Plug Power stock swung sharply after unveiling plans to sell electricity rights to AI data centers, a move aimed at shoring up liquidity and reshaping its hydrogen-focused business.

Plug Power’s (PLUG) stock whipsawed Tuesday after the hydrogen firm announced plans to raise cash by selling electricity rights and partnering with AI data centers. PLUG shares swung between $2.93 and $2.36 before closing at $2.53, down 1.2%. The update marked a clear shift for the company, which is now linking its future to the booming demand for AI-driven energy.
The news came after Plug posted third-quarter sales of $177.1 million, slightly above expectations but still far from profitability. Investors focused less on earnings and more on how the company plans to fund itself.

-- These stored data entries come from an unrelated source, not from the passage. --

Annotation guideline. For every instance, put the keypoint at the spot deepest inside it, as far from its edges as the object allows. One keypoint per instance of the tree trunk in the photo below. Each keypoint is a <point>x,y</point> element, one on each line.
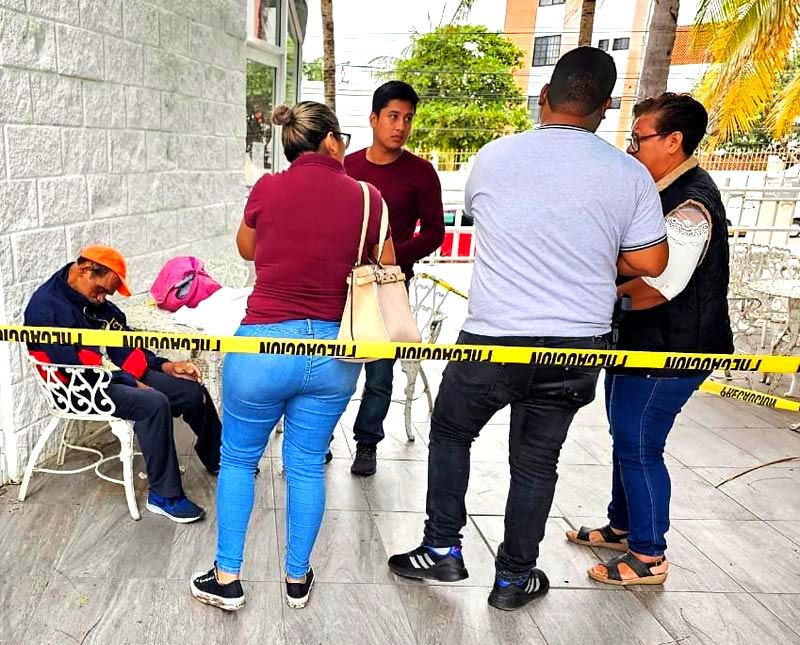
<point>658,52</point>
<point>328,57</point>
<point>587,23</point>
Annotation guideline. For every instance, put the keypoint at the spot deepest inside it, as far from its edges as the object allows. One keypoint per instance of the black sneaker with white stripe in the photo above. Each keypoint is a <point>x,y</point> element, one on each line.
<point>423,563</point>
<point>517,592</point>
<point>207,589</point>
<point>297,593</point>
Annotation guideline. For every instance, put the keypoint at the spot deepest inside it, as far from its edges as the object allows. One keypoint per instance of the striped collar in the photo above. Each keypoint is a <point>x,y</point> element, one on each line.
<point>562,126</point>
<point>673,175</point>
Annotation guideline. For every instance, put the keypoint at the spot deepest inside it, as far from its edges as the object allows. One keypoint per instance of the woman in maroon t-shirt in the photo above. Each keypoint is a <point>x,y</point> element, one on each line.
<point>302,228</point>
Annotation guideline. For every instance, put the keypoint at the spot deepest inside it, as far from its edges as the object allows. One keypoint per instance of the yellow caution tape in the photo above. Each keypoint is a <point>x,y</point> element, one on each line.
<point>157,341</point>
<point>749,396</point>
<point>445,285</point>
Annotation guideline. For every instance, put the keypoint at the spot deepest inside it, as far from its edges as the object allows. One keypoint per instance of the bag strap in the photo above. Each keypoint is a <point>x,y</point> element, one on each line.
<point>384,227</point>
<point>364,222</point>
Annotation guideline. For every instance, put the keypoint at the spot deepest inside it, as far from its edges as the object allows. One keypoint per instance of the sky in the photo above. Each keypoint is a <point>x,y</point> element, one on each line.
<point>367,30</point>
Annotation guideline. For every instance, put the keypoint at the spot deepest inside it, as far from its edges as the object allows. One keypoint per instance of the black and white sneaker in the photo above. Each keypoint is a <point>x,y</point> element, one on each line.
<point>208,590</point>
<point>424,563</point>
<point>513,594</point>
<point>297,593</point>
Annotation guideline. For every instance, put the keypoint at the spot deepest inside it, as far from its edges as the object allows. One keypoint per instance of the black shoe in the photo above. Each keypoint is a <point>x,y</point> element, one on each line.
<point>366,462</point>
<point>297,592</point>
<point>424,563</point>
<point>513,594</point>
<point>208,590</point>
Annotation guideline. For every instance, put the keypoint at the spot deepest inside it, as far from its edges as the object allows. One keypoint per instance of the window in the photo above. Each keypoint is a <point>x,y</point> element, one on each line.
<point>267,21</point>
<point>533,108</point>
<point>546,50</point>
<point>260,101</point>
<point>292,69</point>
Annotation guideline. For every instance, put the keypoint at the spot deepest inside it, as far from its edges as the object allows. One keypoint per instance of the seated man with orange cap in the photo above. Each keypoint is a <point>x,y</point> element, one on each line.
<point>145,388</point>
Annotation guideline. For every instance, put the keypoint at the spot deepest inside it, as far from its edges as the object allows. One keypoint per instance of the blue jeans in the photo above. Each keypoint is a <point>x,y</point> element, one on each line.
<point>641,411</point>
<point>375,402</point>
<point>311,394</point>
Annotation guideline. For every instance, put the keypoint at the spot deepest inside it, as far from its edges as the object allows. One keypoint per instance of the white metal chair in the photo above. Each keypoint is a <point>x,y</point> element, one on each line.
<point>79,393</point>
<point>427,295</point>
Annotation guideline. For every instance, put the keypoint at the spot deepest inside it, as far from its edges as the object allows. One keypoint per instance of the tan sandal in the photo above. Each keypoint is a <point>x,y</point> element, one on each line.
<point>608,539</point>
<point>643,571</point>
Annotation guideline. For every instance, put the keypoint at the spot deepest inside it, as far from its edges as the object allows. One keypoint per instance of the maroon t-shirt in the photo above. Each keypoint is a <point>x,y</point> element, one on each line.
<point>413,193</point>
<point>308,225</point>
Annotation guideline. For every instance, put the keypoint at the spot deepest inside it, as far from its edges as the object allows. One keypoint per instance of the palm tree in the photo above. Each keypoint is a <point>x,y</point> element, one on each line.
<point>751,46</point>
<point>658,52</point>
<point>462,11</point>
<point>328,54</point>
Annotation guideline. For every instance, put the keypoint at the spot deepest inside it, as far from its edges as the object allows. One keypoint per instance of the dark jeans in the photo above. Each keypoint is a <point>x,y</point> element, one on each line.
<point>641,411</point>
<point>543,402</point>
<point>152,411</point>
<point>375,401</point>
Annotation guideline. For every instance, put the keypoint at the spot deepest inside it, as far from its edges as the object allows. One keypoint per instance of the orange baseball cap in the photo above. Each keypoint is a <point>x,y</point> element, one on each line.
<point>111,259</point>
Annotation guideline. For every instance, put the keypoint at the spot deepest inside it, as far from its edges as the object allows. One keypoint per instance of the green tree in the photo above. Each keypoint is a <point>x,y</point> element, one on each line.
<point>463,74</point>
<point>312,70</point>
<point>752,46</point>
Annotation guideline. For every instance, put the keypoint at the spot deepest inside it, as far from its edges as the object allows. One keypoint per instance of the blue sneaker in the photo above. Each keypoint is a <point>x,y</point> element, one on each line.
<point>178,509</point>
<point>423,563</point>
<point>510,594</point>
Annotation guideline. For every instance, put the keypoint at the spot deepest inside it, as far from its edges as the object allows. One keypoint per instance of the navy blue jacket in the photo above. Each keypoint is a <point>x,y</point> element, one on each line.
<point>56,304</point>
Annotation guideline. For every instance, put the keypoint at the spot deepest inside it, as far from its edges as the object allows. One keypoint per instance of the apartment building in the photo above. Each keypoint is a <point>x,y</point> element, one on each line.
<point>546,29</point>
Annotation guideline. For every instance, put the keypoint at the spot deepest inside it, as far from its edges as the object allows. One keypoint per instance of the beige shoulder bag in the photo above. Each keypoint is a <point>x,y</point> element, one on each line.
<point>377,307</point>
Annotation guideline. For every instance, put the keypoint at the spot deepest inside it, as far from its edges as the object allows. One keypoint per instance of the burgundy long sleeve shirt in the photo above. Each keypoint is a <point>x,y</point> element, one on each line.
<point>413,194</point>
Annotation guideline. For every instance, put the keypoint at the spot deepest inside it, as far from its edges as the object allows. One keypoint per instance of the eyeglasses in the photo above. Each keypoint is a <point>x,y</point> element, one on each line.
<point>344,137</point>
<point>634,141</point>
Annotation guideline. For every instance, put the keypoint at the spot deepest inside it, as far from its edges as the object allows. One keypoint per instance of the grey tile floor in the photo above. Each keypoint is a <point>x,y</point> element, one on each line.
<point>78,570</point>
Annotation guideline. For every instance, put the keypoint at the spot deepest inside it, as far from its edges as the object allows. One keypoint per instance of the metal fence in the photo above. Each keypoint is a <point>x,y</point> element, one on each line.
<point>754,160</point>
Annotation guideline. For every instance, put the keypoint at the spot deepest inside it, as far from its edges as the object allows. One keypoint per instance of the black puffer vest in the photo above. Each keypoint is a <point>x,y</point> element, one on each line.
<point>696,320</point>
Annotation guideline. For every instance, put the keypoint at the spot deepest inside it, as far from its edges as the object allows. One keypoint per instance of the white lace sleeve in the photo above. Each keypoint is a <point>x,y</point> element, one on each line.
<point>688,233</point>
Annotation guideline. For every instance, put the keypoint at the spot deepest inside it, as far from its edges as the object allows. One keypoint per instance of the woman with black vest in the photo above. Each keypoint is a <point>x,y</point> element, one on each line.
<point>685,309</point>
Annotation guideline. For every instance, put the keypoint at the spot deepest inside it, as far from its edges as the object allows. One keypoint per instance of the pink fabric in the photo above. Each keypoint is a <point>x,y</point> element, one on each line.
<point>166,288</point>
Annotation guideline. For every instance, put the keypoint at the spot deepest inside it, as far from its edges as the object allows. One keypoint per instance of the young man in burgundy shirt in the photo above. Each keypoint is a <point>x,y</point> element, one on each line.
<point>411,189</point>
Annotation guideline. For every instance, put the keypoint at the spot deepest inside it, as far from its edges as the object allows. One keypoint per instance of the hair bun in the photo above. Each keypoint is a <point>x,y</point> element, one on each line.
<point>283,115</point>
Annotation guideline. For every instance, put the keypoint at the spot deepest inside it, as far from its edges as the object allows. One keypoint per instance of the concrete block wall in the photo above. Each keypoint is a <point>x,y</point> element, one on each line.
<point>121,122</point>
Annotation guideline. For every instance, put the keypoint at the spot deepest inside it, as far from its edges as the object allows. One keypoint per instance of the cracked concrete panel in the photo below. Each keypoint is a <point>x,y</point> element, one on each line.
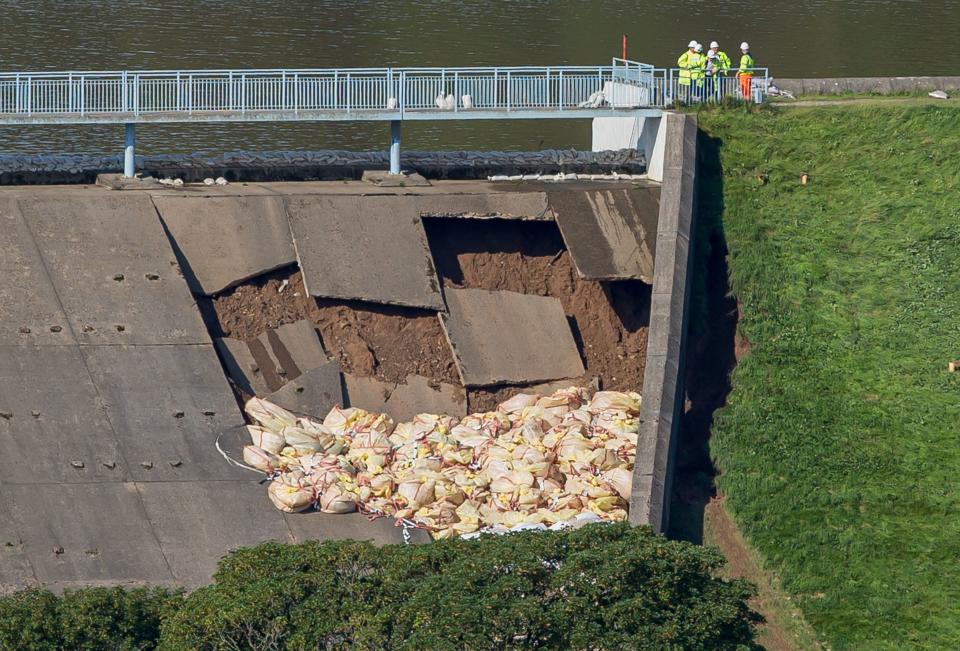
<point>167,405</point>
<point>87,534</point>
<point>30,311</point>
<point>113,269</point>
<point>53,427</point>
<point>405,400</point>
<point>313,393</point>
<point>224,241</point>
<point>364,248</point>
<point>509,338</point>
<point>199,522</point>
<point>611,234</point>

Plug burned through $90 million in operating cash during the quarter, ending with $166 million on hand. It raised another $370 million soon after, showing how tight liquidity has become.
To fix that, Plug said it expects $275 million in new liquidity from a mix of asset sales, freed-up cash, and lower maintenance spending. The centerpiece of that plan is selling electricity rights in New York and another location to AI data centers—a move that turns its idle energy assets into quick capital.

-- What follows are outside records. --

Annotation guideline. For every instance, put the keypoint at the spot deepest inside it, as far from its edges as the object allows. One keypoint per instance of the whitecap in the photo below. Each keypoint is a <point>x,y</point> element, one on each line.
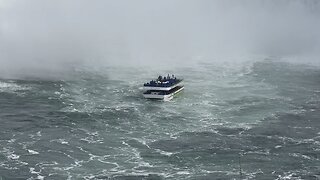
<point>13,156</point>
<point>32,151</point>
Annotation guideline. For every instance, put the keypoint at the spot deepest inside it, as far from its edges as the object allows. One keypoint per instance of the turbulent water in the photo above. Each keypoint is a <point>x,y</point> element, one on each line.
<point>254,120</point>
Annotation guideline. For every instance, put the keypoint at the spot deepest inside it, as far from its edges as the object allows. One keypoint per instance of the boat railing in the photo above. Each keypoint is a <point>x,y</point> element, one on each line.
<point>167,83</point>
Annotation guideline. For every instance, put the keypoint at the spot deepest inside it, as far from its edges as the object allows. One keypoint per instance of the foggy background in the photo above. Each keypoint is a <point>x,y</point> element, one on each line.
<point>40,37</point>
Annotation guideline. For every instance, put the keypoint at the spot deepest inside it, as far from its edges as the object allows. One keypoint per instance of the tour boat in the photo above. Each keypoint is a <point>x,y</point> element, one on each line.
<point>163,88</point>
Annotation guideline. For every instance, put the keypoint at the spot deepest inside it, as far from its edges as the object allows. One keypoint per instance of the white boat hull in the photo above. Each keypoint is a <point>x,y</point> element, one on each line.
<point>166,97</point>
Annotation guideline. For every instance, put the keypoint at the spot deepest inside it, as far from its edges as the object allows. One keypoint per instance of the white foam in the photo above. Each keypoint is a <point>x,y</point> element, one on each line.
<point>13,156</point>
<point>32,151</point>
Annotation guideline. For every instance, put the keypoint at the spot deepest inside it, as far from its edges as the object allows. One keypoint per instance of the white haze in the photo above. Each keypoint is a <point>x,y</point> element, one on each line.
<point>41,37</point>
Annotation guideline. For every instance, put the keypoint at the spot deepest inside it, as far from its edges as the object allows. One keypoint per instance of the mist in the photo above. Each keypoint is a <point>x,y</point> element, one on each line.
<point>42,37</point>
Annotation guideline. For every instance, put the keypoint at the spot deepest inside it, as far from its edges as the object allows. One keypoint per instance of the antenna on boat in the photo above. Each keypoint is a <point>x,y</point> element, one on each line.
<point>240,169</point>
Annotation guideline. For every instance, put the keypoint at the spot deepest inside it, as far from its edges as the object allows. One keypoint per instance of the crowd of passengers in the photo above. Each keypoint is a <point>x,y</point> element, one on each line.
<point>163,81</point>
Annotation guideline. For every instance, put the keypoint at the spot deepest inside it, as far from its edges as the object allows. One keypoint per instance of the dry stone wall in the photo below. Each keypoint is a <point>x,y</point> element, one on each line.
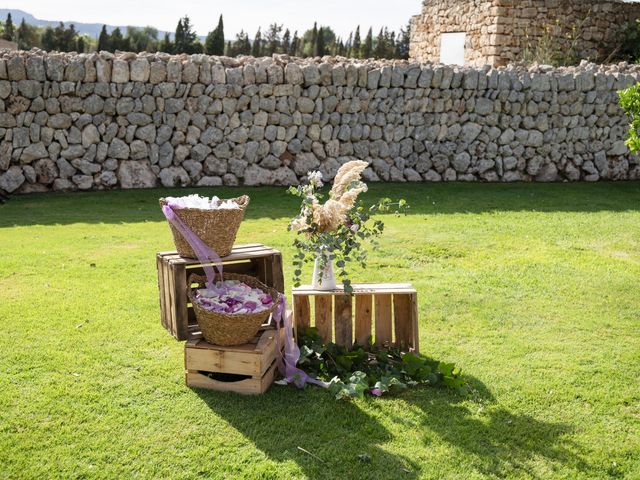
<point>80,122</point>
<point>498,30</point>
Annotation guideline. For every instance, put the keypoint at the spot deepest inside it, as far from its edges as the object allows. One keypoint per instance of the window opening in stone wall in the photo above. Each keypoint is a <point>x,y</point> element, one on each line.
<point>452,48</point>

Beyond asset sales, Plug aims to partner with data centers that need backup power for massive AI workloads. Using its hydrogen systems, the company wants to supply clean and reliable alternatives to diesel generators. CEO Andy Marsh called the effort a step toward “financial discipline” and a way to expand Plug’s reach into a “dynamic, high-growth market.”
The data center business could be the new start Plug’s been looking for. Big Tech companies are pouring billions into AI infrastructure, and those facilities need stable power. Plug’s ability to deliver backup energy gives it a way to move from one-off equipment sales to longer-term service contracts.
Plug will also suspend its participation in the Department of Energy loan program, choosing to redirect capital toward projects with faster payoffs. The company’s new strategy suggests it is prioritizing flexibility over federal funding.
Analysts were mixed but cautiously optimistic. BTIG called the plan “prudent,” while Canaccord said Plug appears to be moving from “build mode” to “harvest mode.” Both firms kept Hold ratings, with Canaccord raising its price target to $2.50. Wall Street still expects Plug to post its first operating profit in 2029, though that timeline may shift depending on how well the new strategy plays out.
Plug Power’s stock is up about 20% this year, but remains down 25% over the past month, reflecting a fragile recovery story. Investors want to see results before giving the company credit for its pivot.
If Plug successfully converts its power assets into liquidity and lands data center deals, it could finally move closer to sustainable growth.
Wall Street remains cautious on Plug Power. Of the 17 analysts covering the stock, most rate it a Hold, with only five recommending a Buy and three calling it a Sell.
The average 12-month PLUG price target sits at $2.95, suggesting a modest 16.6% upside from current levels.